Sons of Anarchy - "Gilead" and "Potlatch" by Tucker Stone
And here's the flipside of the whole "do nasty shit to women" coin, in which the first episode reveals that some guy raped a young girl, the Sons caught the rapist and helped the girl's father stab him to death, and then the Sons kept the knife (with the father's prints on it) as leverage against the father. In the second episode, Ron Perlman gives the father the knife back in this really magnanimous fashion that makes me feel sort of ill, and then another woman gets beaten to death with a baseball bat.
By Tom Arnold.
Yeah, so that's Sons of Anarchy for you. Sure, you could make the argument that the climax of "Potlatch " was some sort of vindication for ladyhood everywhere, with Katey Segal breaking a giant serving dish to stop all the fussing and mussing amongst the boys. You could, I won't, but hey, I'm not your parent. Do with and take heed, little sister. (Just don't forget the inherent lameness that the only way Katey Segal can grab the floor away from Hellboy versus Charisma Vampire: Round Two is by breaking her own shit and ruining the food she cooked. Or at least made the women from Magnolia cook for her. Women: they got three uses on Sons. Raping, dying and cooking. Classy!)

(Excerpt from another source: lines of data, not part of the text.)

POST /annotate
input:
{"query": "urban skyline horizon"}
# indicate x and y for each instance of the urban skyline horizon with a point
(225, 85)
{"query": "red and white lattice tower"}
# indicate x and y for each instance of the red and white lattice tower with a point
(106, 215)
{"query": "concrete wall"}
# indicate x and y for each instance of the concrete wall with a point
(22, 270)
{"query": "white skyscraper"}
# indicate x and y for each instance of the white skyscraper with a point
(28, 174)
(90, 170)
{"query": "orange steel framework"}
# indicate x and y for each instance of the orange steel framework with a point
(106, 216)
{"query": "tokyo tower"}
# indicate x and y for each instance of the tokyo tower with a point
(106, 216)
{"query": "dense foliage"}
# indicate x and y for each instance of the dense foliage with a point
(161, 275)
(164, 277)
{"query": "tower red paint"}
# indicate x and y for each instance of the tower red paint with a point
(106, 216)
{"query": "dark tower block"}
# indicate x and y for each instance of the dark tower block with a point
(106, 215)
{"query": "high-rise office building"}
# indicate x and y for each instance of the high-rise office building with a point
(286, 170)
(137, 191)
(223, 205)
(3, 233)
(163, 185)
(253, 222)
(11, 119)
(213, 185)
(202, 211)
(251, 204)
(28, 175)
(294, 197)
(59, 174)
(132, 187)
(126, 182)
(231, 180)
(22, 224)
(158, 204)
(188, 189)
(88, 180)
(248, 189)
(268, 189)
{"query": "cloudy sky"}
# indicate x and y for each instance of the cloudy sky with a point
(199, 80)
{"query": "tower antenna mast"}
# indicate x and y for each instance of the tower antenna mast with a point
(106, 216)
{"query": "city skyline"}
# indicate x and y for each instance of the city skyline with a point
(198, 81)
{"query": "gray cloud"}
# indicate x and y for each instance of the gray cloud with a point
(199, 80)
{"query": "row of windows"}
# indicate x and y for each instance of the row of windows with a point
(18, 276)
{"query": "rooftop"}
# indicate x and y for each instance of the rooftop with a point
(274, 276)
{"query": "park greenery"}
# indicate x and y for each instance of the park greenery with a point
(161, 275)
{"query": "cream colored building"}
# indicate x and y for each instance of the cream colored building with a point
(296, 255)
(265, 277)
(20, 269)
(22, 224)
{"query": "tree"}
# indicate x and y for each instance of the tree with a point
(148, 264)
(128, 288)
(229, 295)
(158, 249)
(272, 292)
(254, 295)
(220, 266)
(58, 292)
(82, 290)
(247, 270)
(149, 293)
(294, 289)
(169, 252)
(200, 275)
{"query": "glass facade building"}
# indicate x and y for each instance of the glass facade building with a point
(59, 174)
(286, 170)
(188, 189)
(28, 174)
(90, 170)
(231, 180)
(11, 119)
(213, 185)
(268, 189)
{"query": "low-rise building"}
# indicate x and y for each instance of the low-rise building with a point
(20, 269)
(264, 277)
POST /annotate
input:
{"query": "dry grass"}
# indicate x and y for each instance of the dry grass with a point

While I recognize the wheel-spinning in saying "hey, Opie had some nice scenes" every time these responses go up...fuck it, it's true, it's the charm of the goddamn show that there's this one guy roaming around like a scene-stealing roughneck, an actor that seems unaware that the only other actor even trying at this point is the fat dude from Batman Begins. Maybe it's because most of Opie's scenes consist of him working with day players, excepting the moments where he sneers at Jax and says all the shit that the audience is thinking, which is roughly "you're acting like a punk" and "god I hate you" and "seriously, i hate you, and your girlfriend, and I know you're just an actor, but I think I hate you on a personal level" and "i don't want to beat a dead horse but i'm starting to use you as a sort of catharsis figure, in that i'm venting my daily troubles and irritations through a version of visualization therapy where you are my problems and if i take you apart physically in my mind it's like i'm taking apart the parts of myself i find unlikeable, so while i still dislike you in a fashion completely incommensurate with your actual existence as actor-on-television show, i sort of need and love you, the way one would love their boxing coach despite their boxing coach being the immediate reason that the day's workout was a particular difficult one."
...
Okay, okay, the prison fistfight was pretty great, although the lack of testicle attacks seemed unlikely. If you've never hit a guys balls, or never gotten hit in the balls, then guess what everybody knows about you right now? You've never really been in a fight. That shit happens every fucking time.